09/01/2010 4:00 AM |

I’m Having Fun Now is the debut full-length from Jenny and Johnny, the new project featuring veteran indie rock siren Jenny Lewis and her songwriting boyfriend, Johnathan Rice. It comes at a time in each of their careers when they need to get beyond some of the things that have been holding them back.

Jenny Lewis has the dubious distinction of being far more talented than the entirety of her recorded output would seem to indicate. As far back as The Execution of All Things, the very much underrated Rilo Kiley album from 2002, she’s displayed a keen ear for melody, and an even keener sense of drama and style. Every album she’s made (save, perhaps, for Rilo Kiley’s abysmal swan song, Under the Blacklight) has had its share of near perfect songs, be they classic indie pop, gospel-leaning soul, or Laurel Canyon folk. But she’s never been able to sustain it for too long, drifting all too frequently into dialed in, cliched takes on whatever genre she’s working in at the moment.

Johnathan Rice has the rather more dubious distinction of being known more for the person he’s dating than for the work he’s done, which has been mostly of the terminally boring singer-songwriter variety you’re always hearing in the background on Grey’s Anatomy.

Even at their worst, both Lewis and Rice have always had similar saving graces in that they can straight-up sing their asses off—she does sultry yearning and playful, self-aware complaining as well as anyone, while his clear, deceivingly strong voice lends itself to any number of styles, making him the perfect foil for his chameleonic partner. More than anything else, their vocals take center stage on I’m Having Fun Now, and it makes for a remarkably pleasant listening experience.

They share vocal duties on most songs, with the first single and opening track, “Scissor Runner.” offering a pretty good idea of what’s to follow. Rice takes the lead on the verses, with Lewis contributing only the tail end of a few call and response-type lines. By the time the chorus rolls around, though, they’re singing together. The first time you hear it is an undeniable a-ha moment. If they made only the most terrible decisions from here on in, it still wouldn’t be so bad. They sound wonderful together.
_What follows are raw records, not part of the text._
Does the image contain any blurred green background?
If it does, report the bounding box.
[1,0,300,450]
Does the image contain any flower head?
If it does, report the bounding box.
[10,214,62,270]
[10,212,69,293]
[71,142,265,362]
And they sound happy, too, as the album’s title suggests, even though the peppiness of their delivery belies the more grim tone of many of the lyrics. Standout track “Big Wave” laments the country’s sad financial state, and the things we do to escape, from drugs (prescription and otherwise) to casual sex. Elsewhere on the record, they seem exhausted, tired of abusing themselves and calling it part of the life they signed up for. In that way, and sonically as well, there’s a pretty striking similarity between I’m Having Fun Now and It’s a Shame About Ray-era Lemonheads, when Evan Dando enlisted the help of Juliana Hatfield on bass and backing vocals. There’s no clear leader in Jenny and Johnny, but one suspects that will change pretty quickly when they perform live. Lewis has the bigger voice and the bigger presence, for whatever that’s worth.

They could have gone in any number of directions with this album, and it’s to their eternal credit that they made something this straightforward sound so smart, especially at a time when straightforward and smart have come to be viewed as contradictory. This is the best work Lewis has done in years, and by far the best work of Rice’s career.